Lots of matt metal bits are on show along with a rather strange grained “wood” which struck me as more suitable for a yacht. No thanks to the very pokey visuals displayed on BMW’s model configurator (www.bmw.co.za), I was unable to identify exactly which of the four trim options this actually was.
Fascia architecture remains faithful to BMW’s more recent design philosophy which means that placement and operation of controls is all very logical and familiar, albeit that I’m not the greatest fan of the free-standing infotainment display unit which is nonetheless easy to operate to best advantage. It also makes really good sounds when the “music” side is engaged!
I’m also not exactly in love with the overly-simple but clear dual analogue instrument cluster which frankly is just too minimalist and unless my eyesight is worse than I imagined, I couldn’t find a water temperature gauge anywhere. Aside from that apparent omission, equipment levels are generous but can be supplemented massively, so please go to the Beemer website for a detailed run-down.
The 220i is powered by BMW’s familiar 135kW/270Nm 2.0 turbo four. This rather unpretentious mill does a fine job of propelling this 1 595kg machine with more alacrity than you might imagine — you’ll hit 100 clicks in 7.7s — but it’s also offers a relaxed delivery and low noise levels in normal driving conditions. It suits this application perfectly, offering decent low rev push with minimal turbo lag.
Having said that, anyone expecting a fiery exhaust note and endless pops and crackles from the chromed twin exhaust outlets will be a little disappointed. Sure, there’s a restrained pop when the Sport Plus driving mode is engaged — Sport and Eco modes are also in-situ — but be aware that this most aggressive of the settings automatically disconnects ASR.

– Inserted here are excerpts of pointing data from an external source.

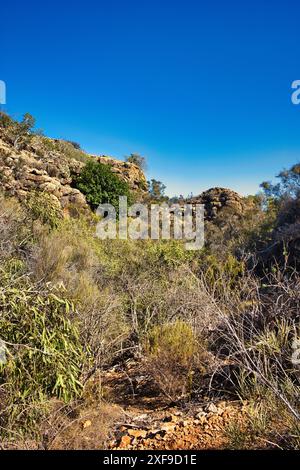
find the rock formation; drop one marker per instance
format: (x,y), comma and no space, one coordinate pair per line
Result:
(37,168)
(216,199)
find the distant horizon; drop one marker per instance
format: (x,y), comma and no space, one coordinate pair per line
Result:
(202,91)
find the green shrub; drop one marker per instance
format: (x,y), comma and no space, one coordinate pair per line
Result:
(100,185)
(44,207)
(44,356)
(171,351)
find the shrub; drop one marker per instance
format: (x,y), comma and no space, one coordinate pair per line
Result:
(100,185)
(44,207)
(137,160)
(171,350)
(44,356)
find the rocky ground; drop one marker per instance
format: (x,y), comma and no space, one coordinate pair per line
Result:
(148,421)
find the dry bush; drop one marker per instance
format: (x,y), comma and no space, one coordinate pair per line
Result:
(13,229)
(256,341)
(173,355)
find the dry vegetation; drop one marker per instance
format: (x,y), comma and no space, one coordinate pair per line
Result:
(216,322)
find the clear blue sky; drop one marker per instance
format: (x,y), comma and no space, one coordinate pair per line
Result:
(201,88)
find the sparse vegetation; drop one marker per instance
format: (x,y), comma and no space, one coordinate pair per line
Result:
(213,323)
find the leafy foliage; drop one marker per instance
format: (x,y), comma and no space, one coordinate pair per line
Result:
(100,185)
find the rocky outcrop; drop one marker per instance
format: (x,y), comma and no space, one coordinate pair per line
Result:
(25,171)
(217,199)
(51,171)
(129,172)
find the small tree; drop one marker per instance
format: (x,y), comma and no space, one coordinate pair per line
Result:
(289,185)
(19,134)
(157,190)
(100,185)
(138,160)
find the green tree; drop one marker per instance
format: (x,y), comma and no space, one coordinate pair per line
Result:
(100,185)
(138,160)
(288,186)
(157,190)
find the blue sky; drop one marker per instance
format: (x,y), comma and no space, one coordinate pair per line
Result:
(202,89)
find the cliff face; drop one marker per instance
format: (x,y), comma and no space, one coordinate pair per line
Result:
(51,170)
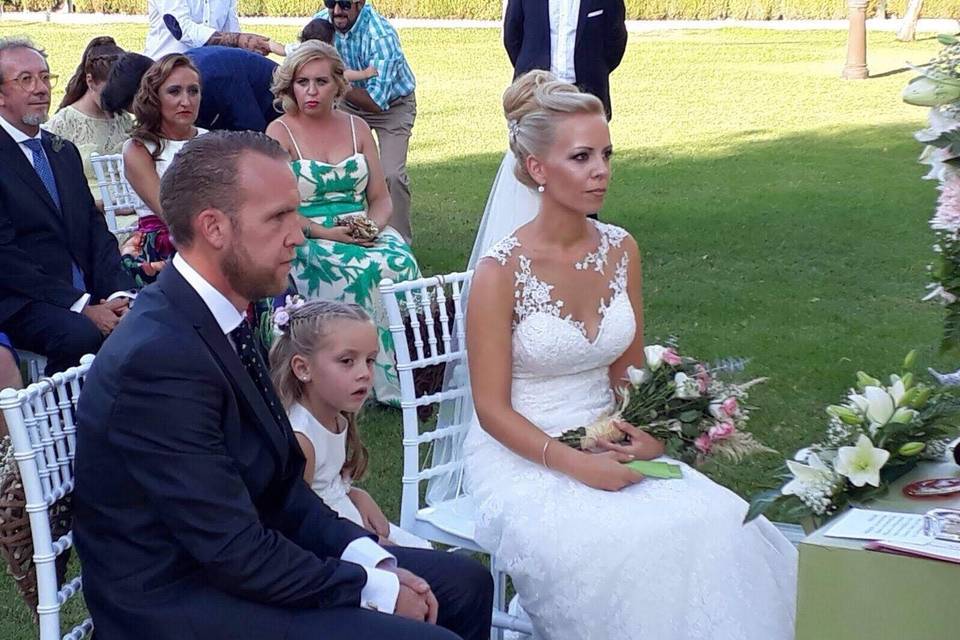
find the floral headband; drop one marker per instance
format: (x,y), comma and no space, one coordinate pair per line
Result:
(281,316)
(513,127)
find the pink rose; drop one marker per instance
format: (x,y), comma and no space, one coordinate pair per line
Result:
(670,357)
(703,443)
(703,378)
(720,431)
(730,406)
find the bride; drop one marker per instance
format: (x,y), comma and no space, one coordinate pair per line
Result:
(554,319)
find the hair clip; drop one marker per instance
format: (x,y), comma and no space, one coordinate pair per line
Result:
(513,126)
(281,317)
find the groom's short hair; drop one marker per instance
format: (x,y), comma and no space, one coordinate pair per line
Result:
(204,175)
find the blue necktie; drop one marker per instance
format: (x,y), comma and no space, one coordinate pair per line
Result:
(42,166)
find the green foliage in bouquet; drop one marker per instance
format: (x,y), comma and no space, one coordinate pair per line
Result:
(685,404)
(879,433)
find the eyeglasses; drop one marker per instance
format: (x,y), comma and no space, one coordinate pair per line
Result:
(28,81)
(343,4)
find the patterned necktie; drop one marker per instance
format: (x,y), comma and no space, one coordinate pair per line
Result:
(42,166)
(252,361)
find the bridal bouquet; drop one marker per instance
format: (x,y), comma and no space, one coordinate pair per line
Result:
(875,436)
(684,403)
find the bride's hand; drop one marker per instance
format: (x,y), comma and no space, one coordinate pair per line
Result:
(606,471)
(639,444)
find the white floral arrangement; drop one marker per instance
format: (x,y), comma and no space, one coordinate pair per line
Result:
(880,432)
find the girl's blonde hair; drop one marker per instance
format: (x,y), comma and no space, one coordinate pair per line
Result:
(282,87)
(533,105)
(302,335)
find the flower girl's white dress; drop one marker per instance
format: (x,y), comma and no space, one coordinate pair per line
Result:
(660,560)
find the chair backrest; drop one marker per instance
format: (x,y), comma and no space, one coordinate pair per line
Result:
(42,429)
(432,309)
(115,192)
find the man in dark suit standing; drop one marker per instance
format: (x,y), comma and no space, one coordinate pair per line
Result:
(192,519)
(579,41)
(62,288)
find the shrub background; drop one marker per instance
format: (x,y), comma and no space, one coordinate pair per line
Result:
(490,9)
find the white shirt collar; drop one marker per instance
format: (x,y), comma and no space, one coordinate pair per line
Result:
(18,136)
(226,315)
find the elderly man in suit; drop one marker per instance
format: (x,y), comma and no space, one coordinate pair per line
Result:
(62,288)
(192,519)
(579,41)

The 220i is also reasonably parsimonious, consuming 95 unleaded at the rate of 9.2l/100km over a week of varied use but this was reduced to a very pleasing 7.1l/100 km on a relaxed 60 km run in the countryside.
The test unit featured wheel-mounted paddle shifters to activate the excellent 8-speed auto which provides seamless and rapid shifts, especially in Sport Plus, and a virtual absence of irritating slip. If the driver’s mood is relaxed, the transmission shifts early and unobtrusively but if there’s a wish to show onlookers that posing isn’t the occupants’ only attribute, the upward shifts are delayed accordingly, and the downshifts are effected more willingly.
Whatever driving mode is selected, the power steering works a real treat with a lovely linear feel from lock to lock supplemented by well-judged weighting around the centre position. The steering wheel itself is a multi-adjustable, leather-bound device that’s also home to various controls including Bluetooth and cruise control.
I’ve already mentioned that the body structure feels pleasingly taut, an attribute shared by the BMW’s suspension. Despite riding on very shallow 245/35R18 rubber mounted on sexy alloy wheels, there is none of the crashiness that might be expected when sharp edged ridges are negotiated. Instead, the Beemer massages the over-riding tautness with a well-judged dose of pliancy that adds to passenger comfort without compromising rebound control to any significant degree.
Needless to say, given the badge on the bonnet, resistance to roll in hard cornering is also assured and braking is peerless with a perfectly-judged amount of assistance at work at low speeds.
In conclusion, any convertible – even a BMW — imposes practical compromises when it comes to day-to-day usage, but surely potential buyers must know this before shelling out the shekels? The reality is that those compromises are partly snuffed out by the extrovert values that this configuration confers, and thanks to its very solid dynamic virtues, the 220i makes a great case for itself for a reasonable outlay. As a result, even an initially sceptical “yours truly” rather enjoyed the week’s sojourn in this model, albeit that the roof was raised for 95 percent of that week.